Journalism, a social institution equally important to government, has the job of giving citizens information that we all need to make educated decisions regarding our self-governance. That needed information is the backbone of news. In this country, the First Amendment allows news media owners to do whatever they want with their publications and programs. But, virtually all mainstream news organizations have promised readers and viewers that they will provide the news.

Unfortunately, the moral requirement that news organizations give citizens information is not backed up by a legal requirement that government, or anyone else; provide journalists information or special access to develop information. Generally speaking, journalists have no claim to access different from that of any citizen. But, it is also conventional for public officials to provide information and access to journalists far beyond what they provide other citizens.

So, the social institution of journalism has the job of giving citizens important information but the government has no corresponding duty to give journalists special access to information.

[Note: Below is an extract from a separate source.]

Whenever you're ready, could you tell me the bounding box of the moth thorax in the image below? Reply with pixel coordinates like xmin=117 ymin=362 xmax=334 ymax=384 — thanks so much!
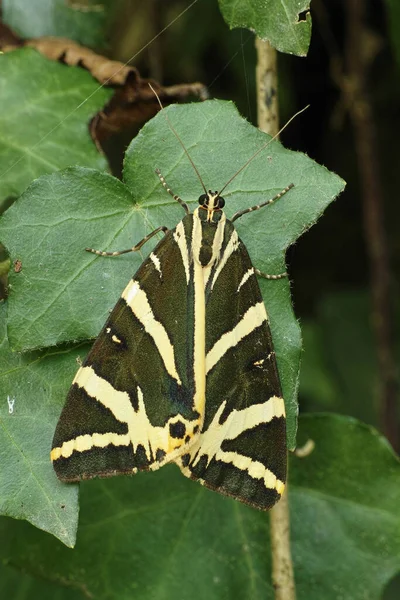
xmin=192 ymin=206 xmax=226 ymax=267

As we saw with the embedding of journalists, special access can mean media management under a different name. But, whether or not journalists get true special access, the problem of governmental officials not going out of their way to provide special access is importantly different from governmental officials preventing journalists from covering legitimate news.

The Pentagon did far more than provide "special access" for embedded journalists. Military minders controlled where embedded journalists could go and what they could cover. They also actively prevented un-embedded journalists from accessing information.

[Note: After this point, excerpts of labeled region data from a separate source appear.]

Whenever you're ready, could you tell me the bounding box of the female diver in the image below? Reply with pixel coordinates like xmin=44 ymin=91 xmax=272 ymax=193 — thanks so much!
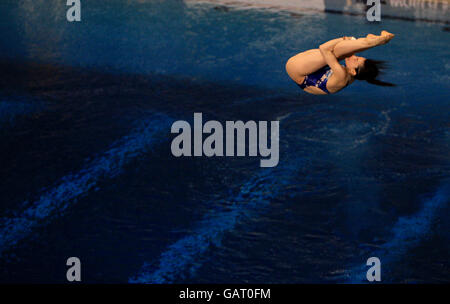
xmin=286 ymin=31 xmax=394 ymax=95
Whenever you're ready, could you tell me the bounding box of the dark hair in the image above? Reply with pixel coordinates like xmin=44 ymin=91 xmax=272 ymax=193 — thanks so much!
xmin=355 ymin=59 xmax=395 ymax=87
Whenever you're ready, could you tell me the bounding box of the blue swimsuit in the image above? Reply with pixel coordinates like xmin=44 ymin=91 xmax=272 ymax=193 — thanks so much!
xmin=298 ymin=65 xmax=333 ymax=94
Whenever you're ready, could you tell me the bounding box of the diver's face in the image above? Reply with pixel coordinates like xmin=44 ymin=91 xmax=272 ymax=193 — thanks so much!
xmin=345 ymin=55 xmax=366 ymax=72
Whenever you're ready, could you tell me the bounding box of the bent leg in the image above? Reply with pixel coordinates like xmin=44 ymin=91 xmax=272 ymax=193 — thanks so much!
xmin=286 ymin=49 xmax=327 ymax=83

Coverage of the recovery of the bodies of 18 illegal immigrants who died in the back of a truck trailer was almost impossible, according to Victoria (TX) Advocate staff photographer TC Baker, even though the locked trailer had been abandoned at a public rest stop. "No matter where we moved (behind the crime scene tape)," Baker said in an e-mail message, "the officials would point out the 'herd' and then move vehicles to obstruct viewing of the scene." In this situation, public officials actively worked to deny journalists viewing access to a legitimate news event happening in public.

And, when President Bush landed aboard the Abraham Lincoln, his handlers created a manipulated scene with an eye toward campaign footage, while calling it news.

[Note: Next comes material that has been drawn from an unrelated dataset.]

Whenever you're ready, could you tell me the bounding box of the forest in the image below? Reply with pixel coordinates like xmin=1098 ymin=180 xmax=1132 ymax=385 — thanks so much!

These examples of media management are better called governmental distortion. If citizens are prevented from seeing the images that journalists are attempting to provide, government can construct citizens' perceptions to suit governmental purposes.

As citizens are coming to understand in the post-analysis of the war in Iraq, we were misled in the months leading up to the war because journalists were repeating as fact governmental exaggerations and speculations.

More importantly, journalists fail to provide citizens needed information when they refrain from reporting on the extent of citizen misperception. It is amazing, but true, that more than 30% of Americans polled in the weeks prior to the start of the ground war believed that Saddam Hussein was involved in the attacks of 9/11 or believed that some or all of the hijackers that day were from Iraq. This profound confusion merited little media attention. Yet, part of what it means for journalism to provide citizens needed information is that news organizations look for opportunities to present the truth.

The consequences of governmental deception or distortion create a set of news stories that do not lose their importance in the re-telling. Visual messages that show public officials obstructing access to legitimate news and visual messages that illustrate journalistic willingness to look where officials are not pointing provide the best defenses. Enough examples might even provoke citizen outrage. Although citizens don't seem to care about whether governmental officials lie or if journalistic accounts are accurate, perhaps that is because journalists are not giving them enough reason to care.